Ora venne il Genio, l’incaricato di tutti i deserti, rotolando in una nuvola di polvere (i Genii viaggiano sempre a quel modo, per incantesimo) e si fermò a discutere coi tre.
– Genio di tutti i deserti – disse il Cavallo, – ha qualcuno il diritto di essere pigro, col mondo ancora nuovo così?
– Certamente no – rispose il Genio.
– Ebbene – soggiunse il Cavallo, – v’è un tale in mezzo al deserto, col collo lungo e le gambe lunghe, che non ha fatto il benché minimo lavoro da lunedi mattina in poi. Egli non vuole trottare.
– Ah! – esclamò il Genio fischiando. – E che dice?
– Lui dice “Ob” – rispose il Cane – e non vuole né cacciare né portare.
– E non risponde altro?
– No: soltanto “Ob!”; e non vuole arare – disse il Bue.
– Benissimo – concluse il Genio. – Se avete la pazienza di aspettare un minuto, vedrete che cosa gli toccherà. Metterà la gobba!
Il Genio si avvolse nel suo mantello di polvere, e presa la giusta direzione attraverso il deserto, trovò il Cammello incredibilmente pigro, occupato a guardar la sua immagine in una pozza d’acqua.

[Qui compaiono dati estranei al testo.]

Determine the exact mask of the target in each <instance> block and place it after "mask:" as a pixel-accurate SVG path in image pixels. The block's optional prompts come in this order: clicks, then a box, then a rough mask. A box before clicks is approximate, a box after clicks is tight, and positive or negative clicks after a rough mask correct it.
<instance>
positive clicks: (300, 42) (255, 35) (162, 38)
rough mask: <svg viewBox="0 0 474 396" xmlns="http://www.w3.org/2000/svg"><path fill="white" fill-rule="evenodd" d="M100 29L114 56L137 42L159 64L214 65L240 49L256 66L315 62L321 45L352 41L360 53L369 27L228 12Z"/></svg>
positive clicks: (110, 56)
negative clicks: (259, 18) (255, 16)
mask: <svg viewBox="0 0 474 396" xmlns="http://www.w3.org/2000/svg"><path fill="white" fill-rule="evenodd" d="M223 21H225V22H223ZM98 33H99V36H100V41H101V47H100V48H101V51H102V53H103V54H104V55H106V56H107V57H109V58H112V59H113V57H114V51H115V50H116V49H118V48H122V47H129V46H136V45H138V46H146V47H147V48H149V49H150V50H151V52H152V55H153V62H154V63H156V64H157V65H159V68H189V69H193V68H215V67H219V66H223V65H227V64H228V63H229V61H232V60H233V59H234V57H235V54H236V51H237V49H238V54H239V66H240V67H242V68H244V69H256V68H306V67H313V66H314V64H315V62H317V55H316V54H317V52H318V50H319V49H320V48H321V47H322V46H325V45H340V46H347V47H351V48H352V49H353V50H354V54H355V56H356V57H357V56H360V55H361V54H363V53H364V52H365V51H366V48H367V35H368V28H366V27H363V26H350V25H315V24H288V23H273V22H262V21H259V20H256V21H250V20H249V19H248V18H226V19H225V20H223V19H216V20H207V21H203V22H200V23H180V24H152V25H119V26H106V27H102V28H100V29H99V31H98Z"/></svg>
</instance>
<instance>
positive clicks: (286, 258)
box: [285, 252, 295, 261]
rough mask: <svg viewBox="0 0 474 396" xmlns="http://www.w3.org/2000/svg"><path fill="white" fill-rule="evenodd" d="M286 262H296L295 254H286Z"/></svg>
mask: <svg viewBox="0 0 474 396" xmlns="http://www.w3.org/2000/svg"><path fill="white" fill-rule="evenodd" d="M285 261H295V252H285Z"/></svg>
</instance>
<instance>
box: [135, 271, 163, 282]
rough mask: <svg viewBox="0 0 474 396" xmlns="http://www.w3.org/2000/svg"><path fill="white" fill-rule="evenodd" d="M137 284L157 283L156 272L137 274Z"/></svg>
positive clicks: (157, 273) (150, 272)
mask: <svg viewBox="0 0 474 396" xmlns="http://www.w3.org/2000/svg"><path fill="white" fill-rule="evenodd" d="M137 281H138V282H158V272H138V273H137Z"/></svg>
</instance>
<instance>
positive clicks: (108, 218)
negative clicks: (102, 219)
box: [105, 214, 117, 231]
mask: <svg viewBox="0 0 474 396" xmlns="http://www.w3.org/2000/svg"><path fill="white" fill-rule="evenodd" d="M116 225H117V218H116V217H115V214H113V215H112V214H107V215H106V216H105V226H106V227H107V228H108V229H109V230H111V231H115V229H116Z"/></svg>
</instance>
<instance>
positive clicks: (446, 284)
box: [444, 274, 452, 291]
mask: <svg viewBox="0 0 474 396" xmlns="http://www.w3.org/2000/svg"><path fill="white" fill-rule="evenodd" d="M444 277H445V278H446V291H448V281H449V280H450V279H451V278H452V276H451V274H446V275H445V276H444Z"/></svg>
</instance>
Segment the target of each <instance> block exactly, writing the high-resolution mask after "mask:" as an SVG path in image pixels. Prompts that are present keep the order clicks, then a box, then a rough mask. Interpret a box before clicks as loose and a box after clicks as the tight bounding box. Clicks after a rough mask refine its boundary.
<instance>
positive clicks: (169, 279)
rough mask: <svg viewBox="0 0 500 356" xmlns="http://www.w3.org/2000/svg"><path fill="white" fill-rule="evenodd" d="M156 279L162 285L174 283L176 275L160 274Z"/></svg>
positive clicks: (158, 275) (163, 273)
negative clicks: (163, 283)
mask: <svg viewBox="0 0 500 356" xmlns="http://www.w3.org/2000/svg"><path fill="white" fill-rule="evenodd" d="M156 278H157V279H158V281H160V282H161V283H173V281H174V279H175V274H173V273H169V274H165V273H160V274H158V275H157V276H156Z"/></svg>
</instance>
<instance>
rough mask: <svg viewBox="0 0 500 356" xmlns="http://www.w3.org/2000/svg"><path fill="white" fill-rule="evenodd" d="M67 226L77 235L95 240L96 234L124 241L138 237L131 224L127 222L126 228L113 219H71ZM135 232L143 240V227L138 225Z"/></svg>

– O lungo e gorgogliante amico – gli disse il Genio, – perché non vuoi lavorare in un mondo ancora cosi nuovo?
Ob! – rispose il Cammello.
Il Genio sedette in terra, col mento nella mano, e cominciò a pensare a un grande incantesimo, mentre il Cammello continuava a guardare la propria immagine nella pozza d’acqua.
– Tu hai dato ai tre un lavoro maggiore da lunedi mattina in poi, a cagione della tua incredibile pigrizia – disse il Genio; e continuò a pensare all’incantesimo col mento nella mano.
– Ob! – brontolò il Cammello.
– Se fossi in te, non lo direi un’altra volta – disse il Genio. – Caro mio, bisogna che tu lavori. – E il Cammello rispose: – Ob! –
Ma l’aveva detto appena, che la schiena, della quale andava cosi orgoglioso, cominciò a gonfiarsi e a diventare una gobba mostruosa. – Vedi questa? – disse il Genio. – E il tuo stesso “Ob” e te la sei fabbricata con la pigrizia.
Oggi è giovedi, e tu non lavori da lunedi, cioè da quando il lavoro è incominciato. Ora va’ a lavorare.
– Come posso andarci – disse il Cammello – con questo “Ob” sulla schiena?
– Anzi, con codesto “Ob” – disse il Genio – tu puoi lavorare ora per tre giorni senza mangiare, perché ti nutri del tuo “Ob”; e non dire che io non abbia fatto nulla per te. Esci dal deserto e va’ dai tre, e compòrtati da galantuomo. E di’ “Ob” a te stesso. – Il Cammello disse: “Ob” a se stesso, e si mosse per raggiungere i tre. Da quel giorno il Cammello porta sempre l'”Ob” (noi lo chiamiamo gobba); e non s’è rifatto mai dei tre giorni perduti nel principio del mondo; e ancora non ha imparato a comportarsi come si conviene.